Электрокар для гольфа с двумя солидными пенсионерами, словно корабль по морю, бесшумно катился в сторону виднеющейся зелени. Четыре белохвостые оленихи, прекрасные в своей воздушной хрупкости, щипали высокую траву на поле. Когда я был еще маленьким, то думал, что остров совсем дикий, и даже представить себе не мог здесь мяча для гольфа. Но с тех пор все изменилось.
Хотя, подумал я, мои старики остались все теми же. Мне всегда казалось, что они абсолютно не подходят друг другу. Их словно соединила привычка, а не любовь. Джинни Пени всегда задевало то, что мы, ее внуки, предпочитали ей Сайласа и любили его гораздо больше.
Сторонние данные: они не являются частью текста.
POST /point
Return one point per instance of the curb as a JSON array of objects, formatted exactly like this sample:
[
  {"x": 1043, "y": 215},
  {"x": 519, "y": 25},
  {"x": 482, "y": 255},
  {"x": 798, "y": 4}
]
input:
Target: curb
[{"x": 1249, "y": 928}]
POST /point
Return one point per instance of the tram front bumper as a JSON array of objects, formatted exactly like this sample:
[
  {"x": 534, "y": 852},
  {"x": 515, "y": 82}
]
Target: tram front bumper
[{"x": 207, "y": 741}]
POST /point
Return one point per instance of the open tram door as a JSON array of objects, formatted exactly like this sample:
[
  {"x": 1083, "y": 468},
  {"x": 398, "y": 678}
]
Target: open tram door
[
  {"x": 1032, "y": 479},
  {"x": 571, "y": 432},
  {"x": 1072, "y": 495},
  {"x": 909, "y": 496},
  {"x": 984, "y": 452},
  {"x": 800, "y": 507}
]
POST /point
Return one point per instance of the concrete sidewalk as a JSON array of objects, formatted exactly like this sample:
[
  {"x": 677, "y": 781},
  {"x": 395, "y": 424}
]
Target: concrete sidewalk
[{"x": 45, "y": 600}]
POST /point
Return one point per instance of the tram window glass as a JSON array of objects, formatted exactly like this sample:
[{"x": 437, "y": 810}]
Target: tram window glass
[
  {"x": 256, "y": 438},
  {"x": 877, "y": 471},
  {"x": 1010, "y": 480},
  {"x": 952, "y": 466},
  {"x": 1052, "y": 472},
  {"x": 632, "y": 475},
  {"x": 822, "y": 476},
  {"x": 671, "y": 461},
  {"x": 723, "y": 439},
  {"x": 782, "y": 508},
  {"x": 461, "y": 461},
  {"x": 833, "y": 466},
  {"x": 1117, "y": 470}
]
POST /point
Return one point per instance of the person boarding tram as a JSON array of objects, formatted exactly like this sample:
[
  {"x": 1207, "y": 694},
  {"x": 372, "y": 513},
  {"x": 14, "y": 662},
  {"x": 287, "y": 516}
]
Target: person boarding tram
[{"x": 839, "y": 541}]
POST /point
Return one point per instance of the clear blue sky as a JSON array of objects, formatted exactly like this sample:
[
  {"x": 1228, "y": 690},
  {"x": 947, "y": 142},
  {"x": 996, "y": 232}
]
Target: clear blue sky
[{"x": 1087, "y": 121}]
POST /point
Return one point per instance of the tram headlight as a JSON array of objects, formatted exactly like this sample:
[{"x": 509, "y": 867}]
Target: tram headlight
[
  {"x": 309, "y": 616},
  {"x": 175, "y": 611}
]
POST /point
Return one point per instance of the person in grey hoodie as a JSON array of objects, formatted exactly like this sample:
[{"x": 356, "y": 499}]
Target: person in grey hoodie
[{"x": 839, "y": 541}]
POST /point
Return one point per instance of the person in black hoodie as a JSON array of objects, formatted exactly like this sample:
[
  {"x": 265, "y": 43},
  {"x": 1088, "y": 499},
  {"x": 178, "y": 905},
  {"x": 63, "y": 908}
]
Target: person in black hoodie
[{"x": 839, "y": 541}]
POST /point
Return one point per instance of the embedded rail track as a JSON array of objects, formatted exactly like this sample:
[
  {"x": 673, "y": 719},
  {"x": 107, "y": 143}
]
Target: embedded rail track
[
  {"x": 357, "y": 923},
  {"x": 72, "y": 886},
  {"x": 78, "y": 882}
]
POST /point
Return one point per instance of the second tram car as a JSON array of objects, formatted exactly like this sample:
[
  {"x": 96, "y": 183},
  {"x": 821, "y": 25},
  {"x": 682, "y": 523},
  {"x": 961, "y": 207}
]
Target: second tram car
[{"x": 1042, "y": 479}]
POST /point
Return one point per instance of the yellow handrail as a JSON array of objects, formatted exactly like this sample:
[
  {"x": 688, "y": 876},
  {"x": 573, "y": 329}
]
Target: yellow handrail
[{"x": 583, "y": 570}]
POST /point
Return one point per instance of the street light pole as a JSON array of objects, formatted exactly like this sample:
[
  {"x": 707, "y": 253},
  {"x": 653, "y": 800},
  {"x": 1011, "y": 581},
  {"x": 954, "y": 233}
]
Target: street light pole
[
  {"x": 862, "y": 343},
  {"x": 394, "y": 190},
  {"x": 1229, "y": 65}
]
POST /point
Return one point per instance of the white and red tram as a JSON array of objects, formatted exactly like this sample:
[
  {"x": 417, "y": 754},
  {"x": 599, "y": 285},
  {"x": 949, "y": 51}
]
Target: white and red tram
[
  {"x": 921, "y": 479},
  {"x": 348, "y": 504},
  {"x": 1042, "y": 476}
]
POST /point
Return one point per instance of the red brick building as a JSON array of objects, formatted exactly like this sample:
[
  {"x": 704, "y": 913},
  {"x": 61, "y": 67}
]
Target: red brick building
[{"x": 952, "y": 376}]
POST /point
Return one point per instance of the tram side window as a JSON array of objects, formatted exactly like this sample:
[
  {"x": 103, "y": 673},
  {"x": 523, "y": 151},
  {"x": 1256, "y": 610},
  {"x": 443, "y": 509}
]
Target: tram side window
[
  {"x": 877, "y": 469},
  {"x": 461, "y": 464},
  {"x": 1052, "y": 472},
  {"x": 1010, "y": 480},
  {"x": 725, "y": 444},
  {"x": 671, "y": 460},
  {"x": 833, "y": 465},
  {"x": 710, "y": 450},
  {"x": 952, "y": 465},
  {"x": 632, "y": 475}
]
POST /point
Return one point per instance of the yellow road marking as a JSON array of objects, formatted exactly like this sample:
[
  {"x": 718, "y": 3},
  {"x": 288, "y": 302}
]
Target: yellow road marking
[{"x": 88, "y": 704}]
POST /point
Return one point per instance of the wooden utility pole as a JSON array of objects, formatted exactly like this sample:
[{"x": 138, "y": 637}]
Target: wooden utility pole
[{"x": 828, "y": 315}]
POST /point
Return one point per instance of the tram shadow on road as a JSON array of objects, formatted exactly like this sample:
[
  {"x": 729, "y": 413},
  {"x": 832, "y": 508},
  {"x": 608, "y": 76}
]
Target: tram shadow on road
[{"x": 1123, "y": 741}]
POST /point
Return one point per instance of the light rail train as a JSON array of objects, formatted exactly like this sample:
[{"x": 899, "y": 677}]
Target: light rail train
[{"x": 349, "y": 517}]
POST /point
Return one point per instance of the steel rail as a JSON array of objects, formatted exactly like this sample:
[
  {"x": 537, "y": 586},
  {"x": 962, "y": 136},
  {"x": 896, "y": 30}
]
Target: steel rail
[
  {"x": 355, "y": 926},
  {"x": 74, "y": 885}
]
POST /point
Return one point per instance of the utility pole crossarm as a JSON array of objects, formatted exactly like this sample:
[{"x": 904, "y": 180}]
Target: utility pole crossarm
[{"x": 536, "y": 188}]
Но мы с этим не соглашались, недвусмысленно заявляя, что любим ее ровно настолько, насколько она нам это позволяет, в зависимости от непредсказуемых перепадов своего настроения.
— Мальчики… — начал я.
— Лучшие мальчики на свете, — добавил Сайлас.
— Когда спят, — ответила Джинни Пени, но я видел, что она весьма рада снова очутиться дома и приятно удивлена оказанной ей торжественной встречей.
Братья с радостными криками сбежали вниз приветствовать бабушку. Они колотили по дверце машины и так громко вопили, что даже непреклонная Джинни Пени наконец-то соизволила улыбнуться. При виде ее улыбки все четверо притворились, будто у них закружилась голова, и повалились на траву, словно в глубоком обмороке.
— Они всегда вели себя как щенята, — сказала бабушка, когда Сайлас высадил ее из машины, а я спустил с крыльца инвалидное кресло.
Ти взбежал по новому пандусу, пахнущему свежим деревом, улегся сверху и на весь двор закричал оттуда Джинни Пени:
— Привет, старушка!
— Не называй меня старушкой, а то так тебя отхожу, что еще долго не сможешь сидеть! — возмутилась Джинни Пени.
— Послушай, Джинни Пени, ты у нас прямо ангел, — радостно выдохнул Ти, затем, притворившись убитым, совсем как в плохом кино, скатился по пандусу и остался лежать на дорожке.
— Его нужно покрыть лаком, — распорядилась Джинни Пени. — Терпеть не могу необработанное дерево. Оно оскорбляет мое эстетическое чувство.
— Бабушка, я тоже рад тебя видеть! — воскликнул Даллас.
— Спасибо вам, мальчики, за то, что построили пандус, — девчоночьим голосом поддакнул Дюпри.
— Да что там говорить, горбатого могила исправит, — заметил Сайлас, вкатывая кресло на пандус. — Прямо-таки черт в юбке, а не баба.
— Да, я такая, — гордо заявила бабушка.